27.5.10

Léxico: «metatexto»

Quem percebe?


      Asdrúbal d’Aguiar lê e relê o ofício do juiz de instrução que ordenava que se realizasse a autópsia ao cadáver de Sidónio Pais. Algo lhe escapava. «Era o que, de facto, estava escrito no metatexto do ofício» (Mataram o Sidónio!, Francisco Moita Flores. Revisão de Ayala Monteiro. Lisboa: Casa das Letras, 2010, p. 136).
      De dicionários gerais, só o Dicionário Houaiss regista — e com o verbete a precisar de, pelo menos, mais uma acepção — o vocábulo «metatexto». No romance em apreço, o vocábulo apenas se pode referir a um elemento: a data. A chave do ofício encontrou-a Asdrúbal d’Aguiar na data: «Era a data, descobriu de repente: dezassete de Janeiro» (idem, ibidem, p. 136). A generalidade dos leitores vai ter dificuldade em interpretar o vocábulo.

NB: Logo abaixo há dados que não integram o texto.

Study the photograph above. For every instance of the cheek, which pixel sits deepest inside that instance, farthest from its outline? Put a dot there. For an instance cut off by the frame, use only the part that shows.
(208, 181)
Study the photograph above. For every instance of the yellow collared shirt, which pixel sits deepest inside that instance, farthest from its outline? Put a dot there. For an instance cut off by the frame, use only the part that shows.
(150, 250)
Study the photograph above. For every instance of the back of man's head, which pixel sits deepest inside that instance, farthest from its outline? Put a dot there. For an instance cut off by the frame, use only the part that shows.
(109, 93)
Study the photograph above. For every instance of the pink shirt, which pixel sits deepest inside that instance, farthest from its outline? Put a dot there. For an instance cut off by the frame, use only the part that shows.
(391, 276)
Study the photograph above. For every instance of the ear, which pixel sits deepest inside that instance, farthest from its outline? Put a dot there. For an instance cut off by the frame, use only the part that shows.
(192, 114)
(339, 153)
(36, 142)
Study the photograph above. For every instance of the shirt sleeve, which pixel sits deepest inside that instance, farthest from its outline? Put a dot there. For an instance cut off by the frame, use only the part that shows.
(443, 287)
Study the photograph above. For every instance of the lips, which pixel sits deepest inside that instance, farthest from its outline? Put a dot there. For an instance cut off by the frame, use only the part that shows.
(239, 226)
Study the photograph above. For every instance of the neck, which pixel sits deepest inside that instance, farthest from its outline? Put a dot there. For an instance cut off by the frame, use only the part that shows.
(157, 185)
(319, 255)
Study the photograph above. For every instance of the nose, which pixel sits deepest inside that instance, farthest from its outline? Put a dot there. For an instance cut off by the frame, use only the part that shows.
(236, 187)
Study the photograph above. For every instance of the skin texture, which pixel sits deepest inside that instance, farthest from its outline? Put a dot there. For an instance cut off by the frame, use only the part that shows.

O conceito de metatexto foi definido pelo crítico literário e ensaísta francês Gérard Genette (n. 1930), representante da chamada «nova crítica» (nouvelle critique), como um texto, interno, externo ou misto, que fala ou instrui sobre outro texto.
      (Só um reparo: há agora esta mania de, nos romances, ser tudo escrito por extenso: datas, idades, medidas... Os numerais estão ameaçados de extinção. Se se tratasse de um revisor inexperiente, ainda compreendia.)

[Post 3507]

3 comentários:

Anna disse...

Não me parece que o entendimento do vocábulo possa ser assim tão problemático para a maioria dos leitores. Sendo que o prefixo "meta" remete para "algo que vai para além de" ou "algo sobre algo", facilmente se perceberá que se está a falar de algum texto (ou parte dele) que está relacionado com o assunto, que dá informações extra sobre o mesmo.
Fala-se em metafísica, metalinguagem, metadados, metamorfose, subentendendo-se esse sentido, portanto não me parece à partida um vocábulo passível de suscitar problemas.
Cumprimentos

Helder Guégués disse...

Os leitores não compreendem coisas muito mais simples.

Venâncio disse...

Pois é. Até os anos («mil novecentos e trinta e sete») aparecem por extenso em livros de ficção. Decerto para evitar um certo ar científico, que assustaria o leitor... Mas só autores «defensivos» se lembram disso.